Polish molecular biologist (born 1976)

Julia Łucja Durzyńska (born 1976) is a Polish molecular biologist and virologist, professor at the Adam Mickiewicz University in Poznań.

== Biography ==
In 1995, she passed her matura examinations in Polish, English, and French at the St. Mary Magdalene High School in Poznań. During her studies, she spent a year in Paris as part of the Erasmus Programme.

In 2000, she completed her master's degree in molecular biology at Adam Mickiewicz University in Poznań. She completed her doctoral studies at the École doctorale chimie biologie at the University of Nantes, which, in conjunction with the Faculty of Biology at Adam Mickiewicz University, awarded her a doctorate in 2004 based on her dissertation entitled Analyse des interactions des récepteurs GPCR exprimés dans l'épithélium lingual humain avec les pseudo particules virales du VPH 11 (Analysis of interactions of GPCR receptors expressed in human lingual epithelial cells with virus-like particles of VPH 11). Her supervisors were Thomas Haertlé and Anna Goździcka-Józefiak.
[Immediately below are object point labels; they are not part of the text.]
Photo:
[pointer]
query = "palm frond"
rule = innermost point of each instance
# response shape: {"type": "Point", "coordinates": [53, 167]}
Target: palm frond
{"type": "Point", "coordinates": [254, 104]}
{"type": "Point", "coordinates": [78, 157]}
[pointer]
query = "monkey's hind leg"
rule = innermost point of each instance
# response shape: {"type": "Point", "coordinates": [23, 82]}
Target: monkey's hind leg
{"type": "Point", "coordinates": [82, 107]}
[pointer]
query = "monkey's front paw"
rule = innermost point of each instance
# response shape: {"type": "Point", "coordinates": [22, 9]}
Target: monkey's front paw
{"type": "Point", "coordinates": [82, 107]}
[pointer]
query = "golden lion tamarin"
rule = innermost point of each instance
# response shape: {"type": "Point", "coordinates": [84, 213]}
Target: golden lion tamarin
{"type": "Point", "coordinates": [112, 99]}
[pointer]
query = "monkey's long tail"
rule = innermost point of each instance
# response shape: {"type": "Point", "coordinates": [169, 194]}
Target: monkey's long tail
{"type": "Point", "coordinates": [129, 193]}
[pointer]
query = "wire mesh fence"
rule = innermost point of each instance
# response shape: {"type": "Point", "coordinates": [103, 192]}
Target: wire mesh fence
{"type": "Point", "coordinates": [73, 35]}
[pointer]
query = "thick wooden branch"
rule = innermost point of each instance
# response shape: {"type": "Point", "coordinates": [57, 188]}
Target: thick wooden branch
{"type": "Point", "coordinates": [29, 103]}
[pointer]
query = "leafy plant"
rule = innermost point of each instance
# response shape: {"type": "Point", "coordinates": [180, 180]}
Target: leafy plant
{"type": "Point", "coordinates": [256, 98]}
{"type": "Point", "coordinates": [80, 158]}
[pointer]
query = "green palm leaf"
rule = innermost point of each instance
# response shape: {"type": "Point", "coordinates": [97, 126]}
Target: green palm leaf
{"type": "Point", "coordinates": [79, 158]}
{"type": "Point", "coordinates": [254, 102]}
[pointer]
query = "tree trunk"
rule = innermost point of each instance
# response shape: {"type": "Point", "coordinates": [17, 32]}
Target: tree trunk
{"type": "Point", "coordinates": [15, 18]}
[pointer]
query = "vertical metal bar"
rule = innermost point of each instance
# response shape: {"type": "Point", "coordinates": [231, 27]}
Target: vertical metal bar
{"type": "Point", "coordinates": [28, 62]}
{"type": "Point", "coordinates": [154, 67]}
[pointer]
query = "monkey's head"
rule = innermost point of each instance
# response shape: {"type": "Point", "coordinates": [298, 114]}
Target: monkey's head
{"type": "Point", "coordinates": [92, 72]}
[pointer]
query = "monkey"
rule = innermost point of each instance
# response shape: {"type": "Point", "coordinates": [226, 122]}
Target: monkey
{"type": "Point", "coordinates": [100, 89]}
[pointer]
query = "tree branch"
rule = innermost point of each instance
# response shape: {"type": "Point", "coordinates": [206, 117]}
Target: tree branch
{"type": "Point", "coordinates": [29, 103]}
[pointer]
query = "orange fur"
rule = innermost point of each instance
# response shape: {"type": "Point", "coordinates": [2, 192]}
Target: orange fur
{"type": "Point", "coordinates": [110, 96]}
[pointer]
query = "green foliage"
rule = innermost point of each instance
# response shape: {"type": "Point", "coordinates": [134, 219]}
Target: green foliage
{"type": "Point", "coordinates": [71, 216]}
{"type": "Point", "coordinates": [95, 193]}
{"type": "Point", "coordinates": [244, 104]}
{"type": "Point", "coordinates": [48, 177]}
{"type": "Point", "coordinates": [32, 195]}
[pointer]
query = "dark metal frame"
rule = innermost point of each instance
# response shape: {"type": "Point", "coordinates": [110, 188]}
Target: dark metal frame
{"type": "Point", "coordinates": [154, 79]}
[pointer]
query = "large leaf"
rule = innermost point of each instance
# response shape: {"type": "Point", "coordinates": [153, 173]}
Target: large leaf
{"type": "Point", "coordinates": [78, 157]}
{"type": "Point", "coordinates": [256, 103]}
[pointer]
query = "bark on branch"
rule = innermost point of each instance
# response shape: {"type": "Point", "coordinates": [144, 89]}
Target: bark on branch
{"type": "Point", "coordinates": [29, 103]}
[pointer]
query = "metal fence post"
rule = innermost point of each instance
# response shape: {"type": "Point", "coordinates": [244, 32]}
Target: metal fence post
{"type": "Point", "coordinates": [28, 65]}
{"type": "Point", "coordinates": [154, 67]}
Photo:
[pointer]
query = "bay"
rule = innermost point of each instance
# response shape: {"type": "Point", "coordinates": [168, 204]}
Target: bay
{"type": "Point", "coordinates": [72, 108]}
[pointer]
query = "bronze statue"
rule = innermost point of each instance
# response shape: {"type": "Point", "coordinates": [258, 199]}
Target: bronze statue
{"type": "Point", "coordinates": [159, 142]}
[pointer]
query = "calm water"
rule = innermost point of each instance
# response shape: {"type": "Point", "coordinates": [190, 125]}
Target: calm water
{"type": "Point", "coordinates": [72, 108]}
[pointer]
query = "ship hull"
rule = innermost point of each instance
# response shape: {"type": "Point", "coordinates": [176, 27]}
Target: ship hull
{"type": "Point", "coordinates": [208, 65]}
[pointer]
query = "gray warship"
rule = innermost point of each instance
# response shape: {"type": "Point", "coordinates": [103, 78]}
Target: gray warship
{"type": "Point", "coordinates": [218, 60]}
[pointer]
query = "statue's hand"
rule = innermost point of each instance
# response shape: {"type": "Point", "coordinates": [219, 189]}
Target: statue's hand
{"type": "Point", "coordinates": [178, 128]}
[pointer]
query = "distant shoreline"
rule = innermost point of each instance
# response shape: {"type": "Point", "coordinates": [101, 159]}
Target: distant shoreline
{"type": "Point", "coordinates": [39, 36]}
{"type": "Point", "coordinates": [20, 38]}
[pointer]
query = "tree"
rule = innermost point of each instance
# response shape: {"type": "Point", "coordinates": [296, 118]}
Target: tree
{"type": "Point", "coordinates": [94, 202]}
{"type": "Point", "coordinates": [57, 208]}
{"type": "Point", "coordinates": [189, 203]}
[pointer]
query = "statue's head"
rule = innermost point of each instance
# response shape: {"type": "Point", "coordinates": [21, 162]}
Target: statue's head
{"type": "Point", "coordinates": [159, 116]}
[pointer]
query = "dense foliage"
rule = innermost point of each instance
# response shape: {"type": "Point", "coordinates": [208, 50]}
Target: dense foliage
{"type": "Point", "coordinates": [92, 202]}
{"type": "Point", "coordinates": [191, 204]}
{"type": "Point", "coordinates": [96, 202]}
Since 2005, she has worked at the Faculty of Biology at the Adam Mickiewicz University, initially as an assistant professor; she joined the Department of Genetics. She completed two postdoctoral fellowships in Philadelphia (University of Pennsylvania, 2011–2013) and Florida (University of Florida, 2016–2017), lasting a total of three years. During this period, her mentor was Elisabeth Barton. She obtained her habilitation in 2015 based on her thesis entitled Wpływ insulinopodobnego czynnika wzrostu (IGF-1) na przebieg zakażeń wirusem brodawczaka u człowieka (The influence of insulin-like growth factor (IGF-1) on the course of human papillomavirus infections). In 2019, she assumed the position of professor at the Adam Mickiewicz University. She made research on cancer cell biology in the context of various growth factor isoforms and is interested in epigenetic regulation in cancer cells.

She is a transgender woman. In 2024, Novae Res published her debut novel, Gdy słońce wypieka sny, an autofictional novel about a transgender scientist.